Algo esencial de esa relación fue el trabajo desarrollado alrededor del caso de la masacre en la Universidad Centroamericano José Simeón Cañas(UCA), perpetrada el jueves 16 de noviembre de 1989por militares que obedecían órdenes superiores. Cuando llegué a trabajar a esta casa de estudios el lunes 6 de enero de 1992 y tomé posesión de la dirección del Instituto de Derechos Humanos de la misma –el IDHUCA– no lo conocí inmediatamente; ese día debí presentarme ante el que fuera mi jefe durante catorce años: el mencionado padre Cardenal, vicerrector de Proyección Social.
Con Chema tuve contacto posteriormente. Desde que llegué a ocupar el puesto de Segundo Montes, también jesuita, establecimos las prioridades institucionales que asumiríamos: apoyo a las comisiones encargadas de establecer la verdad sobre las atrocidades ocurridas en años anteriores y de depurar la Fuerza Armada, así como a acompañar los primeros pasos de las recién creadas Policía Nacional Civil y Procuraduría para la Defensa de los Derechos Humanos. Pero con Chema, además, nos metimos de lleno a empujar el caso del asesinato de los seis sacerdotes jesuitas, Julia Elba Ramos y su hija Celina en el seno de la Comisión Interamericana de Derechos Humanos. Así comenzamos a trabajar juntos.

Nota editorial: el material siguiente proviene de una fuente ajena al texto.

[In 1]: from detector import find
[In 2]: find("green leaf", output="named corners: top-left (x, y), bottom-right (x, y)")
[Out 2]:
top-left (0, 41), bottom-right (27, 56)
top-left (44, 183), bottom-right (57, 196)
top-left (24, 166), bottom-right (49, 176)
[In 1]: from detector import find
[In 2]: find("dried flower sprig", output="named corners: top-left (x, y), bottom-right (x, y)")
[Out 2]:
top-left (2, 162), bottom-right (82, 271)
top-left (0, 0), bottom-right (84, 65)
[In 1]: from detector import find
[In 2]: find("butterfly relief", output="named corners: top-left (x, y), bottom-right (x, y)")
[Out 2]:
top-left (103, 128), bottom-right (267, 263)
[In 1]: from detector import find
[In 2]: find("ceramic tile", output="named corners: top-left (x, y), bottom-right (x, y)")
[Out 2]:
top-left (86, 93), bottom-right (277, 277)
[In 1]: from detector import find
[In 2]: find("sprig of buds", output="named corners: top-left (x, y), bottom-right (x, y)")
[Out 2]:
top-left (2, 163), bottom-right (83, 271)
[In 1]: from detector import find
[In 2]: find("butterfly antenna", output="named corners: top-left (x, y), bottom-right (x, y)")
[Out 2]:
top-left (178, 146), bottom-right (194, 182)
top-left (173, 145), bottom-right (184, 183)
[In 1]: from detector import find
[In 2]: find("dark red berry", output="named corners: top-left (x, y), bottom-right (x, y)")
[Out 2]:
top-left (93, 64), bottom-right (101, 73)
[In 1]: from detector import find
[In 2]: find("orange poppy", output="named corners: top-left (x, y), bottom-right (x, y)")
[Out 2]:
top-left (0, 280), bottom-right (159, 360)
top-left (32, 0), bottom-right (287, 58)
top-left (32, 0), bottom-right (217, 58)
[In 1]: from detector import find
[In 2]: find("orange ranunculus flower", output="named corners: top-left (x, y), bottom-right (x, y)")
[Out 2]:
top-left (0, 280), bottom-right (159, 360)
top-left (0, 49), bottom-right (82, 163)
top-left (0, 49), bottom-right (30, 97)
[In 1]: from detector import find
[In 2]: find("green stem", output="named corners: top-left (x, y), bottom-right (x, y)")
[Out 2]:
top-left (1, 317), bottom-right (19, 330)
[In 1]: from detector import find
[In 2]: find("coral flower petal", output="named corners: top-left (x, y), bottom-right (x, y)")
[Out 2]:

Como su tocayo, el atleta, este jesuita nacido en la ciudad española de Vigo pero salvadoreño por opción y corazón también era alto pero no rechoncho. Impactaba, sin lugar a dudas, más por su personalidad que por su estatura; pero sobre todo por la alegría que transmitía y contagiaba incluso en situaciones peliagudas. A propósito, recuerdo que el martes 15 de septiembre de 1998 –durante la conmemoración oficial de la independencia centroamericana‒ el ministro de Seguridad Pública se lanzó contra el trabajo del IDHUCA; palabras más palabras menos, aseguró que queríamos destruir la corporación policial debido al acompañamiento brindado a las familias de dos jóvenes asesinados unos años atrás: Ramón Mauricio García Prieto y Manuel Adriano Vilanova. Según el funcionario, se trataba de una “manipulación” nuestra orquestada para «favorecer a determinado partido político».
Chema –entonces rector de la UCA– reiteró el respaldo institucional a una labor extensa, amplia y muy necesaria de educación y formación en derechos humanos, incluyendo al personal policial. También destacó la defensa, el apoyo y la asesoría a personas que habían sufrido violaciones de dichos derechos. “En este terreno ‒afirmó– la labor del IDHUCA no se centra en la simple denuncia sino que trata fundamentalmente de conseguir, a través del acompañamiento de las víctimas, que las instituciones del país funcionen realmente”.
Más que el fruto de manipulaciones abiertas o vedadas, de intereses partidistas perversos u otras inconfesables intenciones, el desinteresado servicio que Chema entregó al país y a su gente más desprotegida tenía y tiene que ver con la bondad a la cual se refirió durante su último programa transmitido por la radio de la universidad que tanto quiso. “La bondad es necesaria en la política”, afirmó; estas constituyen “dos realidades que tienen que ir juntas”. Eso no ha ocurrido en este país tanto en la preguerra, la guerra y la posguerra. Y, para preocupación nuestra, ahora ese sueño se observa cada vez más lejano. Por eso, parafraseando a Rodolfo, dejemos que este nuestro gran Chema descanse en paz pero asumamos el desafío que nos deja: en El Salvador y el mundo, quienes lo seguimos no deberemos “descansar mientras la justicia y la paz no se abracen”.